L’œuvre de Jean Claude Wouters est mise à l’honneur par la galerie Loo & Lou qui présente dans ses deux sites parisiens quatre séries de l’artiste belge, entre photographie et peinture.
Des photographies à la limite du visible
Un ensemble de photographies ne révèlent qu’au prix d’une attentive observation leur sujet. On distingue peu à peu, dans les teintes grises ou blanches quasiment uniformes, qui semblent se confondre avec les murs, les traits d’hommes et de femmes.

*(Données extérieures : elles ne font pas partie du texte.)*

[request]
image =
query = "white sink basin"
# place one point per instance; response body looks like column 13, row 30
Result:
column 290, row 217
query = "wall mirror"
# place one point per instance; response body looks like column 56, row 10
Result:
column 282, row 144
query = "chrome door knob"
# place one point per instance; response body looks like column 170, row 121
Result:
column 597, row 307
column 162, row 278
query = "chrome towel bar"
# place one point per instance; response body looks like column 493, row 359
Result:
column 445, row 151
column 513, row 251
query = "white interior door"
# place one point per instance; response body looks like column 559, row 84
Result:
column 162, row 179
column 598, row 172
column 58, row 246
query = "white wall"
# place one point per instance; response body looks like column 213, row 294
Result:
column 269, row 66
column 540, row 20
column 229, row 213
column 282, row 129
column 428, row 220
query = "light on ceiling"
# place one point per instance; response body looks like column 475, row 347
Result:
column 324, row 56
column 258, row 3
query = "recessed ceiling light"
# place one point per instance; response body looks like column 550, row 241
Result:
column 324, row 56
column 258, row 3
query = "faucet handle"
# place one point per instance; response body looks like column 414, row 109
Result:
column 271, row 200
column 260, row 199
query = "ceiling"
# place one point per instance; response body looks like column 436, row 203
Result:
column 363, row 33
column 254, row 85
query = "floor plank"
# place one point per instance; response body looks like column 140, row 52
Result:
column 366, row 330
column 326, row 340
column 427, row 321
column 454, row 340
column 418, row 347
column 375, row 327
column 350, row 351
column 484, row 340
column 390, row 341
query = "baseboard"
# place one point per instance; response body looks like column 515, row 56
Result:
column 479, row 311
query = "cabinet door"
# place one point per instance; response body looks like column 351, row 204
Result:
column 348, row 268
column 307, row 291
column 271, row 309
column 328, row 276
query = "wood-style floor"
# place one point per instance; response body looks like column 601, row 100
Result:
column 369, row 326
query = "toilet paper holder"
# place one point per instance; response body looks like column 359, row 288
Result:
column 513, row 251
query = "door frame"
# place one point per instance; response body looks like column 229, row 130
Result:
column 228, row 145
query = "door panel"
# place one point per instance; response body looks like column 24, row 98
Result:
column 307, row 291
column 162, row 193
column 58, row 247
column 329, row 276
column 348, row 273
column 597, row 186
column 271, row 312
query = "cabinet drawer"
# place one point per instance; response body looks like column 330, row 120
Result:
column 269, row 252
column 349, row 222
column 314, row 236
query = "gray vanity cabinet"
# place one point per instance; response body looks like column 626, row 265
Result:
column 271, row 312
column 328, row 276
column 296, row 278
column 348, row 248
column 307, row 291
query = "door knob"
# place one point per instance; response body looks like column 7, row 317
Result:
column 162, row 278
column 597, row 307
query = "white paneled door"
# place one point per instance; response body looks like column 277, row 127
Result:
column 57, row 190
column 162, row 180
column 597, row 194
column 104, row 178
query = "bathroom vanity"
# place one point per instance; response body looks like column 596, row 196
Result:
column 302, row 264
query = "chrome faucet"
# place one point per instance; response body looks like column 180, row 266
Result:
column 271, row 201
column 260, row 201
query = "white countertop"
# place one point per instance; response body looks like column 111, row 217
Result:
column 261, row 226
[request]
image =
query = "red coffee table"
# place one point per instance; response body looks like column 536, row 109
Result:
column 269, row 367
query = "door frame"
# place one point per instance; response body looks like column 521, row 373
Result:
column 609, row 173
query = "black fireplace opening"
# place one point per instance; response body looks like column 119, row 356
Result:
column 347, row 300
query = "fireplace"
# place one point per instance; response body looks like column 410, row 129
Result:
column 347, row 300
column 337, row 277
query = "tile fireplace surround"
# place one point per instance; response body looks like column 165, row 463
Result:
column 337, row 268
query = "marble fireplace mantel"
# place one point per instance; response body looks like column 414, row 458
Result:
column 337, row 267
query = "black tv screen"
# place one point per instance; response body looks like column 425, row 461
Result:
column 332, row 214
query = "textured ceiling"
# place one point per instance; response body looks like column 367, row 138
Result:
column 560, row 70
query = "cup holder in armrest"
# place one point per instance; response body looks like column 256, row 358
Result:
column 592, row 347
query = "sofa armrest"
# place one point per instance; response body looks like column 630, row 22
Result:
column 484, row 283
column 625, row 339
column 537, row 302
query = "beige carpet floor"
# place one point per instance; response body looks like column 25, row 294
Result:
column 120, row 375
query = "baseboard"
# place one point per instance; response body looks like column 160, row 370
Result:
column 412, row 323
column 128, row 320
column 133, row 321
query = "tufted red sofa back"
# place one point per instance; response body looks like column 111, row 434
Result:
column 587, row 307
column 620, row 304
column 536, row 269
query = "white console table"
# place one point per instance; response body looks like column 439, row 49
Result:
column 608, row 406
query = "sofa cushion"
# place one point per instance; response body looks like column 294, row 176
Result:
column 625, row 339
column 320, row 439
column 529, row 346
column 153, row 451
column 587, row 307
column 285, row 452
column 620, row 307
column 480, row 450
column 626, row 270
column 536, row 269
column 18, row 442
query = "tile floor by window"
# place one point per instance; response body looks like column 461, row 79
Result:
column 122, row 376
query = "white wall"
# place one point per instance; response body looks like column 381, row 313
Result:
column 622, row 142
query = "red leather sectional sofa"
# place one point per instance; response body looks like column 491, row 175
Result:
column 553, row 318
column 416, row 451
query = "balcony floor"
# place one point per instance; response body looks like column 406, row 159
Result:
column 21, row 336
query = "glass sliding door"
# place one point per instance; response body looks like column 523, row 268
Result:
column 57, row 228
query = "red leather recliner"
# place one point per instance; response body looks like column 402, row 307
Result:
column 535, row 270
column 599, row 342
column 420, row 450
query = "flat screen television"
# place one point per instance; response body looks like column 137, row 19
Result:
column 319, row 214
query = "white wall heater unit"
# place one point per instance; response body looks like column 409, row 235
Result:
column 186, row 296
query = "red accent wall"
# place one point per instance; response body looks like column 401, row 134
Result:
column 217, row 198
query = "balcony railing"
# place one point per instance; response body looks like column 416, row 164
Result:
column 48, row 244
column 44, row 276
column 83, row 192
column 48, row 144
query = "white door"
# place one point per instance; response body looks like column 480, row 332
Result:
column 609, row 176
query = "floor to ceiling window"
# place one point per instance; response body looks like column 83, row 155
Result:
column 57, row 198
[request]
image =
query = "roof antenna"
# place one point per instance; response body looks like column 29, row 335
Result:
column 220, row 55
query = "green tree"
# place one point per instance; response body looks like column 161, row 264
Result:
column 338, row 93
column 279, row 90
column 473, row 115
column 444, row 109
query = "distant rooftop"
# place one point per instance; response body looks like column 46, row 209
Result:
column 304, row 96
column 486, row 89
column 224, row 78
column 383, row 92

Ces portraits ont été réalisés selon un procédé mis au point par Jean Claude Wouters, en s’inspirant des techniques argentiques du dix-neuvième siècle. Un procédé qui ne repose que sur l’exploitation de la lumière sur les surfaces sensibles du négatif et du papier photographique : les images finales sont créées en photographiant de nombreuses fois successives une même image source. Cette pratique inédite et très personnelle a pour but d’obtenir des tirages quasiment unis, dans lesquels le sujet photographié est presque invisible.
L’enjeu de ces portraits à la limite du perceptible est de laisser percer la lumière profonde des individus, leur être le plus intime. L’image originelle est débarrassée étape après étape de tout superflu pour être réduite à son essentiel.
Une autre série photographique offre un même rendu que les portraits : il s’agit de clichés de têtes de buddhas en pierre exposées au musée Cernuschi. Elle témoigne de l’intérêt pour le Japon de Jean Claude Wouters, qui pratique le bouddhisme zen depuis qu’il a quinze ans. Comme dans les portraits, les traits des bouddhas sont à peine visibles. Ces têtes qui ont été détachées du corps des statues et abîmées par le temps, deviennent ainsi semblables à des météorites tombées sur Terre ou de simples pierres, et font oublier la main de l’homme qui les a façonnées.
Ajouter de la matière pour transformer le sens
Deux autres séries suivent une démarche opposée à celle des portraits et des buddhas, en reposant non pas sur la soustraction mais sur l’ajout de matière. La première présente des détails du tableau L’Adoration de l’Agneau mystique, achevé en 1432 par les frères Van Eyck, qui ont été recouverts de gesso, un matériau rudimentaire utilisée pour apprêter les toiles. Celui-ci est appliqué au doigt puis au pinceau de peintre en bâtiment japonais, selon des gestes très libres, sans rigueur, qui entendent souligner le dynamisme des nombreux personnages du polyptique. Dans l’ensemble de Sanguines, de la matière rouge est ajoutée sur divers supports dont elles transforme le sens : sur un livre de Giotto ou encore sur un autre intitulé La peinture italienne des origines au 16e s.
En brouillant les limites entre photographie et peinture, les œuvres de Jean Claude Wouters proposent une démarche inverse des images qui inondent notre quotidien : plutôt que de montrer, séduire et manipuler, les siennes visent à révéler, au-delà de l’immédiatement visible, l’essence des êtres.